Keith Belk, professor of meat safety and quality at CSU, highlighted a common theme that ran through all of the presentations given at the conference.
“Food safety has entered the arena on every single topic that we’ve discussed, whether it was maintaining access to export markets or making sure that a beef purveyor has places to distribute products in New York City, N.Y.,” Belk remarked.
Belk continued, “Every company that produces a meat product in the livestock industry today has been forced, without regulatory requirements, to implement global safety initiate standards – standards that exert control over both safety and quality in their operations.”
Regardless of whether they produce fresh or processed meats and regardless of size, he argued that if a company such as Walmart declares they will only sell products that meet global safety initiative standards, producers will meet that demand to gain a place in the market.
This market pressure is created by means that go beyond regulatory requirements to improve the control of food safety and management in food production systems.
“This is something that’s affecting the industry in a big way. It’s something that costs money but has gained demand by the folks who buy products from these plants,” he comments.
Although much of this pressure is market-driven, Belk also pointed out that July 25, 2016 will mark the 20th anniversary of the implementation of a final rule titled the Pathogen Reduction and Hazard Analysis and Critical Control Points (HACCP) rule.

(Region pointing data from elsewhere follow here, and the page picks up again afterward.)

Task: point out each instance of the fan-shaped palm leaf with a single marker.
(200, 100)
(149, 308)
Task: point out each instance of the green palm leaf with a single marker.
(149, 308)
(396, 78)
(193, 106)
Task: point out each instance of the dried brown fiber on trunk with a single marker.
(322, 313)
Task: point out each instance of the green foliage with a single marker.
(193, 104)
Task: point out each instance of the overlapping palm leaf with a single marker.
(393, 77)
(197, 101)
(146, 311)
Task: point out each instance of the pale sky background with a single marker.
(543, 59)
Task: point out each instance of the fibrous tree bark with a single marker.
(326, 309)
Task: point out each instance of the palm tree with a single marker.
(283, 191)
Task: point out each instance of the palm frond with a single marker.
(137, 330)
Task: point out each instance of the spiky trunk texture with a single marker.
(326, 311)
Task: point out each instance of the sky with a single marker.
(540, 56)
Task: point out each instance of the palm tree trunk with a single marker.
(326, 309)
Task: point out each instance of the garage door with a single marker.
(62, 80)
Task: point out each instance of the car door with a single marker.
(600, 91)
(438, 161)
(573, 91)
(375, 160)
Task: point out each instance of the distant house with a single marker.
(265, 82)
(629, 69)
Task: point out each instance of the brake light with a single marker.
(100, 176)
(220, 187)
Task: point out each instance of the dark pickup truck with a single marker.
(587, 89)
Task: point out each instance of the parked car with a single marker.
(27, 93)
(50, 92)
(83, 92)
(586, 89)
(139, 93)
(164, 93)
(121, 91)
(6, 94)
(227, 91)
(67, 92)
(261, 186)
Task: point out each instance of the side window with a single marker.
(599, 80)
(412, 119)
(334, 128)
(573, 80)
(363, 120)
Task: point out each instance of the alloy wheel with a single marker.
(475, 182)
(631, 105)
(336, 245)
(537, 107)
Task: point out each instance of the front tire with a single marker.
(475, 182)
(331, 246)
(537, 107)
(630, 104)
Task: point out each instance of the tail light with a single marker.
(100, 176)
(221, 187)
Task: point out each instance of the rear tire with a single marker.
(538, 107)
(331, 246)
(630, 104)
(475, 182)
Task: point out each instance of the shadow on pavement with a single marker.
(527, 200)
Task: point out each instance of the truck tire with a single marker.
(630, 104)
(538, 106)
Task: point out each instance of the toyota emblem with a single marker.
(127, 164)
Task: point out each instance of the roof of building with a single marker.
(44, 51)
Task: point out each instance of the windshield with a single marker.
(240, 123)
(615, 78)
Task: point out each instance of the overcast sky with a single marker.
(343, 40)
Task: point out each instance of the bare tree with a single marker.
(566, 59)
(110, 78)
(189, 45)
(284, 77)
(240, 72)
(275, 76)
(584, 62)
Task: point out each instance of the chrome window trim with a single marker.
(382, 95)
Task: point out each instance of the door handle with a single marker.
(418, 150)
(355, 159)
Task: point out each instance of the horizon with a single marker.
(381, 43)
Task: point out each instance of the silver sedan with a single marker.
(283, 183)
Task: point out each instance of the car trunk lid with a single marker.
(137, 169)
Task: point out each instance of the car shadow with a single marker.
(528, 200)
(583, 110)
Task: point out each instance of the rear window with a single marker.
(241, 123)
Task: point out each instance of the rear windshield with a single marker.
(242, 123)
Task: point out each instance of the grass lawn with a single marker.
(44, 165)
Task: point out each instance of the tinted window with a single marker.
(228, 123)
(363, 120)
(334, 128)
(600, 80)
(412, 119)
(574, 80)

“How has this evolved the industry and what sorts of things do we have to look forward to in the future as a consequence of what has happened during that 20-year span of time?” he questioned.
The rule was created to set certain food safety performance standards and establish testing programs to ensure that those standards are met. It also assigned new tasks to inspectors to adequately review the set standards.
“We have a lot of graduate and undergraduate students in programs around the country studying animal science and food safety,” Belk stated. “One thing they all have in common is, to remain in this industry in the future, they will all have to know something about food safety.”
He explained that the demand for food safety creates a demand for people who are technically competent and can assist companies as they implement programs to address safety management issues.
“We should be thinking about the potential that exists for us and our careers,” he noted. “Food safety is permeating everything we do in livestock and meat production.”